We also need to install a few other things like [NLTK](https://www.nltk.org/).

In [None]:
! pip install nltk --quiet
! python -m nltk.downloader stopwords
! python -m nltk.downloader punkt
! pip install networkx --quiet
! pip install gensim -U --quiet
! pip install python-louvain --quiet
! pip install sklearn --quiet
print("Done.")

In [None]:
# Other imports
import pandas as pd
import pickle
import scipy.sparse as sp
import numpy as np
import networkx as nx
import tqdm
import nltk
import shutil
import os
import json
from sklearn.metrics.pairwise import cosine_similarity
from collections import Counter
from community import community_louvain

## 2. Clean the data

The source material needs some cleaning.

In [None]:
# Source file
df = pd.read_csv(settings['source file'])
df

In [None]:
# Add year column
df['year'] = df.publishdate.apply(lambda x: int(x.split('-')[0]))
print("Done.")

In [None]:
# Create cleaning function
# to fix text error from Infomedia, joining paragraphs with no space
import re
re_html = re.compile('(?:(?:https?://)?www.[^ ]+)|(?:[^ ]+\.com[^ ]+)|(?:[^ ]+\.org[^ ]+)|(?:[^ ]+\.dk[^ ]+)')
re_error = re.compile('(?:(?:[a-zæøå"][\.?!])|(?:[A-Z]{2}[\.?!]))([A-ZÆØÅ0-9])')

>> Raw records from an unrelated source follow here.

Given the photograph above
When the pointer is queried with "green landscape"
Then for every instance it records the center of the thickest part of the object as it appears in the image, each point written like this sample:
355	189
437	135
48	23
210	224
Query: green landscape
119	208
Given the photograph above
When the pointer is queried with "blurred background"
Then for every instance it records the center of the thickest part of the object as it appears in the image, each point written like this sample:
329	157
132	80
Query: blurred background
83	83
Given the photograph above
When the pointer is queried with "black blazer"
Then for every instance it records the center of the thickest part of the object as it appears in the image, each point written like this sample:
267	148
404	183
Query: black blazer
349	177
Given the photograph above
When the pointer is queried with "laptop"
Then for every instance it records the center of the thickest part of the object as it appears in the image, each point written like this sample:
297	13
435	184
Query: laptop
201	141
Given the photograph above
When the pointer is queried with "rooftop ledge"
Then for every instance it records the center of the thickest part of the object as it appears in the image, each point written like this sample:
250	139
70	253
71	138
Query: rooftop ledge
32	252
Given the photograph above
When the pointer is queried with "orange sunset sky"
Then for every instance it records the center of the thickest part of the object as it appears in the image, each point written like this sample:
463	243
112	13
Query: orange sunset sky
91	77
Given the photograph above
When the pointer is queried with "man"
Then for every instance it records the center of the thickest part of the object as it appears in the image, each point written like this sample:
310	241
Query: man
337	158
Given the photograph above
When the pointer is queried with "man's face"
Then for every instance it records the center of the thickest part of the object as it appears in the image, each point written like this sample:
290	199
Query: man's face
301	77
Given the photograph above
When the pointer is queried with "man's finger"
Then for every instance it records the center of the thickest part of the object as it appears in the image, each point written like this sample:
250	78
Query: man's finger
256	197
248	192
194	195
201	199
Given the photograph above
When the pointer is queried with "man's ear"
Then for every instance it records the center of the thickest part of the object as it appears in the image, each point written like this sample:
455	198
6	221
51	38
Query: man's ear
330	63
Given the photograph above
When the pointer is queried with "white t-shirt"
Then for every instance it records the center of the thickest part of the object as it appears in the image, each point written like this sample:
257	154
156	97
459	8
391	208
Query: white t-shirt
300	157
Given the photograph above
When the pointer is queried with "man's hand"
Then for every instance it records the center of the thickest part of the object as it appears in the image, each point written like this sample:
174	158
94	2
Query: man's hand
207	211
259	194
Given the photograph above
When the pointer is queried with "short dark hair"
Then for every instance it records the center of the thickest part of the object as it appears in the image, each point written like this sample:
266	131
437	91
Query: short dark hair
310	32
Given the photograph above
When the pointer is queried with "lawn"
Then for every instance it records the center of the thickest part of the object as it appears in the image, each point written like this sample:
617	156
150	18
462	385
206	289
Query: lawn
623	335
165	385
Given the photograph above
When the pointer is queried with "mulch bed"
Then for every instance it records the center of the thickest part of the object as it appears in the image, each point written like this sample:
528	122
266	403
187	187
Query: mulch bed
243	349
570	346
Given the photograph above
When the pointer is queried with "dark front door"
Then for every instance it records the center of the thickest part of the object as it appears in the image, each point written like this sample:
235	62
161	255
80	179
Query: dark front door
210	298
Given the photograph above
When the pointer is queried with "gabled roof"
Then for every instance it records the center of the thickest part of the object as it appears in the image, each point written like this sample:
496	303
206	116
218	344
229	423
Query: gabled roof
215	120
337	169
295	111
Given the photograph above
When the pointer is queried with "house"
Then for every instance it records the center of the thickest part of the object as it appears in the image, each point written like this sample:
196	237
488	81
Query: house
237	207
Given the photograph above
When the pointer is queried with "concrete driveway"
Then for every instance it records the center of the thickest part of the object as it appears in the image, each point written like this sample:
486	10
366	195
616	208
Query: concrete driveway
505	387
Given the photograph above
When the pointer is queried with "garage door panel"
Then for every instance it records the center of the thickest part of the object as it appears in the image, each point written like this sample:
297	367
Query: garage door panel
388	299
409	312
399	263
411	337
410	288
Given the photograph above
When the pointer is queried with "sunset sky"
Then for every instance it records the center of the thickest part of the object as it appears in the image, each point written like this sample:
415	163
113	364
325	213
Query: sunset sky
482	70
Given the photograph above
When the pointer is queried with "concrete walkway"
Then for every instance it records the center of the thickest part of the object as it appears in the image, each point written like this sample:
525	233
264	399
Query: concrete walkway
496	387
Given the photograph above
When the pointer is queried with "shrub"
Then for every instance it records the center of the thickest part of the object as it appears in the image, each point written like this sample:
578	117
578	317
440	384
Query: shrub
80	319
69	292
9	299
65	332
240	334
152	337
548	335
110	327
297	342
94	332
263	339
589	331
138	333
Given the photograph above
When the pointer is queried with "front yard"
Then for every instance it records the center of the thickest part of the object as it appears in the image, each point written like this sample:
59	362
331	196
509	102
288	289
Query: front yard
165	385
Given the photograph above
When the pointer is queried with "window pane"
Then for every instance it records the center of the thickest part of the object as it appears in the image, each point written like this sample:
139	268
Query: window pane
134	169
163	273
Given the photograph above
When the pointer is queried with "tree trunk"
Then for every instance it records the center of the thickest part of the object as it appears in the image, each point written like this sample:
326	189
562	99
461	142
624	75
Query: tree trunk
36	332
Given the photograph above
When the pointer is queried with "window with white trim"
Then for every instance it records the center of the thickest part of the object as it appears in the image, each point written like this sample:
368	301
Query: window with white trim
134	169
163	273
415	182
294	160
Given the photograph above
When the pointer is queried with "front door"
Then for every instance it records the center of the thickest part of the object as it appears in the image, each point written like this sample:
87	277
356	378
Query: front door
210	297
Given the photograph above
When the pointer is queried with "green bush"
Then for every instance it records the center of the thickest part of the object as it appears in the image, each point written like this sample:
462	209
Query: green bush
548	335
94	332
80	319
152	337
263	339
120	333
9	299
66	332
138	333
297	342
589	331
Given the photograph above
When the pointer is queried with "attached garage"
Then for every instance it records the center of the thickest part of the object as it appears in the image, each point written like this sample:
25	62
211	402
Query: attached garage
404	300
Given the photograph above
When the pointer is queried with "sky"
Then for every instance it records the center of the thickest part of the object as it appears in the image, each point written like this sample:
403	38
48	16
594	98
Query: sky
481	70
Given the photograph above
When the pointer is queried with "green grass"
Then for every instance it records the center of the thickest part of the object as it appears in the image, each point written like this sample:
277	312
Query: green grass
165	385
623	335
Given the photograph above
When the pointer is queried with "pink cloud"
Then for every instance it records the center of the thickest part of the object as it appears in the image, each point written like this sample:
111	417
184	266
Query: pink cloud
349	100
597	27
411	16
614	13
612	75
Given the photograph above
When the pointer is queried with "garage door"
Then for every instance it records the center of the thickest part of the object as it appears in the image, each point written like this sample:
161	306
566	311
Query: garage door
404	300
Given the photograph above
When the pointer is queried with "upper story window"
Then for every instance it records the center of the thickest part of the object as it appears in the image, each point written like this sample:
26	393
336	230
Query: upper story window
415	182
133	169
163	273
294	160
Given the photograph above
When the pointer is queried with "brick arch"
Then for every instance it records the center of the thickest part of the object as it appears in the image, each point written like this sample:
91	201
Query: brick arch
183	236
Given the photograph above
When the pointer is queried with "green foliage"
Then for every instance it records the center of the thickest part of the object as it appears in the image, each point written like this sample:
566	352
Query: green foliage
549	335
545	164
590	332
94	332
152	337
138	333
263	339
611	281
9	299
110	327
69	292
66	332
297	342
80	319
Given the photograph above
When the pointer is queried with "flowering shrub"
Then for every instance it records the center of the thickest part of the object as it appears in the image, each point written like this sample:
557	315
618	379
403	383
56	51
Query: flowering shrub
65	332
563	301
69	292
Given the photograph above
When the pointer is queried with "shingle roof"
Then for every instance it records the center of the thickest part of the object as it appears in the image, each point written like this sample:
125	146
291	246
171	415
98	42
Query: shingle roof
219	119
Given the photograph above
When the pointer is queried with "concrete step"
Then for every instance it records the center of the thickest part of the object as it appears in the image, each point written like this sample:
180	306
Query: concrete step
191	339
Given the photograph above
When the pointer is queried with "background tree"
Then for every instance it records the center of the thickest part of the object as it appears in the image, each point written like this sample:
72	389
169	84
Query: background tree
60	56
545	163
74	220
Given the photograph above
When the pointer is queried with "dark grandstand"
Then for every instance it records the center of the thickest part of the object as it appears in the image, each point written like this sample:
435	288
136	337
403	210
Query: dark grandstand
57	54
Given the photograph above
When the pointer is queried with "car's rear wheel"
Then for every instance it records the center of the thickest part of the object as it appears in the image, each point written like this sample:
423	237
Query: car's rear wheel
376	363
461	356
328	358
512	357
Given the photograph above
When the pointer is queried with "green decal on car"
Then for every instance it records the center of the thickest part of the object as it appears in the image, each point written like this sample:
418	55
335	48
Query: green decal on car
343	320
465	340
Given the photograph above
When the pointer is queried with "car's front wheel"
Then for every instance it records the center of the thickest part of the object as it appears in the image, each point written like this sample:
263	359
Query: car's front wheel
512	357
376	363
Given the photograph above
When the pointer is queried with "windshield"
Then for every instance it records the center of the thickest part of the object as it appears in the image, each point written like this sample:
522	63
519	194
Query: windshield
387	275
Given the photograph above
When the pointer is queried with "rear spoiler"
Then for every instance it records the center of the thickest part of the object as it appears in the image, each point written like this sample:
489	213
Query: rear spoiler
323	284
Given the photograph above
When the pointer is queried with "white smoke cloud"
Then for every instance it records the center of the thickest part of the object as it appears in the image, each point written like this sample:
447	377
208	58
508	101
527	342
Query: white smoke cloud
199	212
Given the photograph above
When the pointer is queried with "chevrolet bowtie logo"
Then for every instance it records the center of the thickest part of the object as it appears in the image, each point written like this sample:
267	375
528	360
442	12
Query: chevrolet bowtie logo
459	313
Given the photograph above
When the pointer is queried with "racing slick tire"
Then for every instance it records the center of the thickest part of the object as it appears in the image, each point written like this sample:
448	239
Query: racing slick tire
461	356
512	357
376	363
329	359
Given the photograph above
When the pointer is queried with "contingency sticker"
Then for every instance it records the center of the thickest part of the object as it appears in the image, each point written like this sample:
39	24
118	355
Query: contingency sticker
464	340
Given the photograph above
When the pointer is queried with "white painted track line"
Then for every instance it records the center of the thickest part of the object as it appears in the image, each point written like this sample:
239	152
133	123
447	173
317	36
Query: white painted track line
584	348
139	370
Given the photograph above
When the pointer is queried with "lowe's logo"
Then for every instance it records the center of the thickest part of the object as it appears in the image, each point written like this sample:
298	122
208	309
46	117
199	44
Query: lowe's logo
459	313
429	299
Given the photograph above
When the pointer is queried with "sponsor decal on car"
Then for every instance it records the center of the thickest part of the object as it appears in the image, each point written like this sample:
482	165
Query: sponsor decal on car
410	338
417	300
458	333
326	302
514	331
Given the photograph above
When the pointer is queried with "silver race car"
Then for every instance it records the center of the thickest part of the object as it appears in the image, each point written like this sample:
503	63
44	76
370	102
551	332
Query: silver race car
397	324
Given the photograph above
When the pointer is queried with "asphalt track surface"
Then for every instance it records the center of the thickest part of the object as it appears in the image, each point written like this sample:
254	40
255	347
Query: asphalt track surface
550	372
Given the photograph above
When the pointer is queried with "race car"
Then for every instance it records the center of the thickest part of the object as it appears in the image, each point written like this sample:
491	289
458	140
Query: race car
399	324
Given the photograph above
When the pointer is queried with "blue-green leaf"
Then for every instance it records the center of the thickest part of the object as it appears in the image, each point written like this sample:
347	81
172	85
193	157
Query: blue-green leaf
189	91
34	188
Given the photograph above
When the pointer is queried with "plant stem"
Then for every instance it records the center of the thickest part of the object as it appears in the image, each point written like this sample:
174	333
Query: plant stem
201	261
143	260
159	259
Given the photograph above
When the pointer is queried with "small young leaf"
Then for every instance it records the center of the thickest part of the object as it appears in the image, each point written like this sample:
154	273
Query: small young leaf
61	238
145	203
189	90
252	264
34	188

def clean_text_infomedia_error(text):
    if type(text)!=str:
        return text,[]
    l = re_error.finditer(text)
    indices = [m.start(0) for m in l]
    if len(indices)==0:
        return text,[]
    
    bits = []
    last = 0
    for i in indices:
        loc = list(text[i:i+3])
        dot = 0
        for lo in ['.','!','?']:
            try:
                dot = list(loc).index(lo)
                break
            except:
                pass
        idx = i+dot+1
        bits.append(text[last:idx])
        last = idx
    bits.append(text[last:])
    new_text = ' '.join(bits)
    text = new_text
    # remove links    
    links = re_html.findall(text)
    for link in set(links):
        text = text.replace(link.strip('.'),'LINK')
    # make space between sources
    sources = re.findall('/[^/ ]{1,}/',text)
    for source in sources:
        text = text.replace(source,' %s '%source)
    return text,links



In [None]:
# Test cleaning function (useful for debug and maintenance)
text = df.bodytext.sample(1).iloc[0]
new_text,links = clean_text_infomedia_error(text)
print("Links found (URLs): "+str(new_text.count('LINK')))
print("Clean text: "+new_text)
print("\nDone.")

In [None]:
# Clean the data (with links removed)
Links = []
texts = []
import tqdm
for text in tqdm.tqdm(df.bodytext.values):
    text,links = clean_text_infomedia_error(text)
    texts.append(text)
    Links.append(links)
df['clean_text'] = texts
df['links'] = Links
print("Done.")

In [None]:
# Add heading to full text
full = []
for i,j in df[['heading','clean_text']].fillna('').values:
    full.append(' .\t'.join([i,j]))
df['text'] = full

In [None]:
# Add the links back in
import re
with_links = []
for text,links in df[['text','links']].values:
    if len(links)>0:
        for link in links:
            text = re.sub('LINK',link,text,count=1)
    with_links.append(text)
df['full_text'] = with_links
print("Done.")

In [None]:
# Monitor what the data look like at this stage
df.head(5)

In [None]:
# Save the clean data
df.to_csv('prep 02 - infomedia cleaned data.csv', index=False)

## 3. Tokenize text

In [None]:
# Load the clean data (uncomment if you restart from here)
# df = pd.read_csv('prep 02 - infomedia cleaned data.csv')

In [None]:
# Tokenize text
texts = []
for duid,text in tqdm.tqdm(df[['duid','full_text']].values):
    texts.append((duid,nltk.word_tokenize(text)))
print("Done.")

In [None]:
# Save the tokenized text
pickle.dump(texts,open('prep 03 - infomedia tokenized texts.pkl','wb'))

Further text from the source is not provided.